2. What’s $10 billion among friends? In January 2007, the head of MMS, a former energy exploration executive from Wyoming named Rejane “Johnnie” Burton, came under fire from the Interior Department’s inspector general for ignoring or not addressing a leasing error that could have let oil companies avoid paying up to $10 billion in royalties. The inspector general described it as a “jaw-dropping example of bureaucratic bungling.” Burton resigned four months later. See the New York Times story.
3. They aim to please. Noting an annual savings of $340,000 per oil rig, the MMS in 1998 cut in half the number of pressure tests on valves of blowout preventers. An industry executive praised the “flexibility” of MMS regulators. The blowout preventer on the Deepwater Horizon rig failed. Follow the AP’s investigation.
4. Wonks just gotta have fun. In September 2008, the Interior Department’s inspector general delivered reports to Congress detailing a sex and cocaine scandal within MMS as well as numerous cases of employees getting gifts from energy companies, including golf and ski trips and even a paintball outing. He characterized the agency as having “a culture of ethical failure.” Get the lowdown from The New York Times.
5. Now you see us, now you don’t. During the past five years, MMS became increasingly lax about making monthly safety inspections of the Deepwater Horizon rig. Which explains why, since January 2005, inspectors had issued just one minor infraction for the rig. And that helps explain why last year MMS was able to single out the Deepwater well as an industry model for safety. See the AP’s report.

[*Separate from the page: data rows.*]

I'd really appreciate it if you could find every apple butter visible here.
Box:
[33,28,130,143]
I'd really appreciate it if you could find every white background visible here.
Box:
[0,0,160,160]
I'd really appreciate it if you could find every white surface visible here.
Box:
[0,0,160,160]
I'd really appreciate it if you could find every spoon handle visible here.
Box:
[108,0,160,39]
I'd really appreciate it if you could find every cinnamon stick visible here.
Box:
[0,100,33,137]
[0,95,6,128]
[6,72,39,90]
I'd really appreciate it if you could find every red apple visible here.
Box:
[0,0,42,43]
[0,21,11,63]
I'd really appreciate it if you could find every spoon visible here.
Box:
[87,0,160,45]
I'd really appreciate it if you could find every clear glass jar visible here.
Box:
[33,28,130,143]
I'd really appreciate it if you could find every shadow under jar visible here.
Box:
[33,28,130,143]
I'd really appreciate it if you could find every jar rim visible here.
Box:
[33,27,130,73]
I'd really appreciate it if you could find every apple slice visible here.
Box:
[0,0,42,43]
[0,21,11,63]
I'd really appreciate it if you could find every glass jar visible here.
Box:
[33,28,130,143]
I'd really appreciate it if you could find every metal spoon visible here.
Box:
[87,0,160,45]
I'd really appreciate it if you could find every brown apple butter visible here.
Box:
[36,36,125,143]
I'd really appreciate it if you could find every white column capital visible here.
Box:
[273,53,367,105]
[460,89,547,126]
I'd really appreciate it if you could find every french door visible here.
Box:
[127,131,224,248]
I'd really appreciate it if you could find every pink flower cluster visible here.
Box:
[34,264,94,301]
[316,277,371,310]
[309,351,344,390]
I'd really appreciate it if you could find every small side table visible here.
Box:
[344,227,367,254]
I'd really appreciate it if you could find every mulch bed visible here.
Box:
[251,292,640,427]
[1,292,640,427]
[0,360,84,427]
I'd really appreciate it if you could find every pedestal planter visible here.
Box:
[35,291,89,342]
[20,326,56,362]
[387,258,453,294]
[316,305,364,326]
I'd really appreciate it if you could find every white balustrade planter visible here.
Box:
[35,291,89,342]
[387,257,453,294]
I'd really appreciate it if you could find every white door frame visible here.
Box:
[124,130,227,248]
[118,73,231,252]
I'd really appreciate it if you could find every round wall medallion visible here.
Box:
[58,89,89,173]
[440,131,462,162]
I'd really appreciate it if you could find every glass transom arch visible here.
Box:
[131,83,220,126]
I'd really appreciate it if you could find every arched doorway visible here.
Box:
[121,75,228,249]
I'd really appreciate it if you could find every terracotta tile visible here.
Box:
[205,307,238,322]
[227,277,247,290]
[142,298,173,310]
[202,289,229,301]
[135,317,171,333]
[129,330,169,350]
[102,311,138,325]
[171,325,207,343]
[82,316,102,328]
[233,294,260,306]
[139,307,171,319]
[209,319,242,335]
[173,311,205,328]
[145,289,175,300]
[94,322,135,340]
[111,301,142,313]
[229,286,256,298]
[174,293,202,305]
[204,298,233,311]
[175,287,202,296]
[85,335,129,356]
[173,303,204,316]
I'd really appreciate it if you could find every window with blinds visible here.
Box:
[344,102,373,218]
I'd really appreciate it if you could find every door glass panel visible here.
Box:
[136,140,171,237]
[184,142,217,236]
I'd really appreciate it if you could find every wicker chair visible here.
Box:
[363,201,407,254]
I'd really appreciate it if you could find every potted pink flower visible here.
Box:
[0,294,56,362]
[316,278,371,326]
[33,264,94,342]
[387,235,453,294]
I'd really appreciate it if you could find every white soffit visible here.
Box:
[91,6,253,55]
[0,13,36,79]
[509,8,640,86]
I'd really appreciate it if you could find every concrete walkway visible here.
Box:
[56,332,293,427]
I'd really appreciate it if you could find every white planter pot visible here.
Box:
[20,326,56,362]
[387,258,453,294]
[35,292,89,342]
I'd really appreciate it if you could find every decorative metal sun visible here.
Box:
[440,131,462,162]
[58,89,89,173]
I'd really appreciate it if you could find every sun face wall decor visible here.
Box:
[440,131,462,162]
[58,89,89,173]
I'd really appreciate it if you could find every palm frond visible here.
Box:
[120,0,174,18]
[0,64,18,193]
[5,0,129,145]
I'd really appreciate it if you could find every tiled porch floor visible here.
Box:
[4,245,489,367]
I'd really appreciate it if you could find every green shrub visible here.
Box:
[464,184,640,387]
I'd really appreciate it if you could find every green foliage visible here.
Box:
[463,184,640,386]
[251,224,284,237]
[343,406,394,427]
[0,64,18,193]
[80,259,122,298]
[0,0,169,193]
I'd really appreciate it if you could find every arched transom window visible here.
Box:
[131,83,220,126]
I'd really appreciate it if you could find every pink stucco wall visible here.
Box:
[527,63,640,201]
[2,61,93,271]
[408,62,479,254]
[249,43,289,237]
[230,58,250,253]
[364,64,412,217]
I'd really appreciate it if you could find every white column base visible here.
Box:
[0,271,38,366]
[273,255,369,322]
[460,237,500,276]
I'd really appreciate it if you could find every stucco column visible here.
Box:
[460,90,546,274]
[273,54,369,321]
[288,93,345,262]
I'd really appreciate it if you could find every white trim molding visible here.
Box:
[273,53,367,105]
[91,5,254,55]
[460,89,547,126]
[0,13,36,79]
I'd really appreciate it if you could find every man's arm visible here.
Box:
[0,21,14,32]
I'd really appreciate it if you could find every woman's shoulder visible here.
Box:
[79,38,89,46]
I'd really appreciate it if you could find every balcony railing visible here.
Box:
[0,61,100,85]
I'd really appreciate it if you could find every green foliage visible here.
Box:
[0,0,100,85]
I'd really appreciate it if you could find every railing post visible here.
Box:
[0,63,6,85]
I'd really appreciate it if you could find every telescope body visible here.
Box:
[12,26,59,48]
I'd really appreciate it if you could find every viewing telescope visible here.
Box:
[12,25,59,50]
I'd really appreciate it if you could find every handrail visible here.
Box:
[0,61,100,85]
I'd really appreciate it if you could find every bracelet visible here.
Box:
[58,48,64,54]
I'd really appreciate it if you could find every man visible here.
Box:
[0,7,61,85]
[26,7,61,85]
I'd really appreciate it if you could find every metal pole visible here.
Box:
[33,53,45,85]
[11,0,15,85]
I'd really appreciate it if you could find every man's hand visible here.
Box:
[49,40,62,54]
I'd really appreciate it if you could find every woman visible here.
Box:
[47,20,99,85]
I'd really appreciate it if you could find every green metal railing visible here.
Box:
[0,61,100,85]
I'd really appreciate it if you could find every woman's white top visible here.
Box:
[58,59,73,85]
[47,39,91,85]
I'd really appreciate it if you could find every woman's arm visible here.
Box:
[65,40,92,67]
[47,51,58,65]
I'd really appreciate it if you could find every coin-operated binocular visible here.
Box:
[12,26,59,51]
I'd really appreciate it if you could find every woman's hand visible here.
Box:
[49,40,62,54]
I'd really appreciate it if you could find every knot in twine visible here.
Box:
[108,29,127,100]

6. Ooooops. Last year, MMS gave BP an exemption from doing an environmental impact analysis on the Deepwater Horizon because a massive oil spill was considered unlikely. In fact, the agency over the past year has routinely issued drilling permits in the Gulf of Mexico without obtaining federal permits related to potential environmental threats. Read about it in The Washington Post.
7. Scientists are such drama queens. MMS routinely overruled its staff biologists and engineers who raised concerns about the safety and the environmental impact of certain drilling proposals in the Gulf and in Alaska, according to a half-dozen current and former agency scientists. Those scientists said they were also regularly pressured by agency officials to change the findings of their internal studies if they predicted that an accident was likely to occur or if wildlife might be harmed. See the New York Times article.
8. Details, details. Recently, an MMS engineer who gave BP the go-ahead to drill an exploratory well under the Deepwater Horizon rig admitted he never got assurance from the firm that a last-ditch mechanism at the bottom of the Gulf of Mexico would be able to slice through its drill pipe to shut off the well in an emergency. Get the full story from the New Orleans Times-Picayune.
9. But they gave their hand such a slap. MMS red-flagged potential violations of government safety standards in five out of 20 accident investigations it completed at BP offshore operations since 2005, including rigs and platforms. But only one incident resulted in a fine, according to a Houston Chronicle investigation.
10. You be safe now, okay? MMS apparently followed a pattern of setting broad safety goals for offshore drilling, but largely leaving it up to the oil companies to decide how — and whether — to meet them. The Wall Street Journal has the details.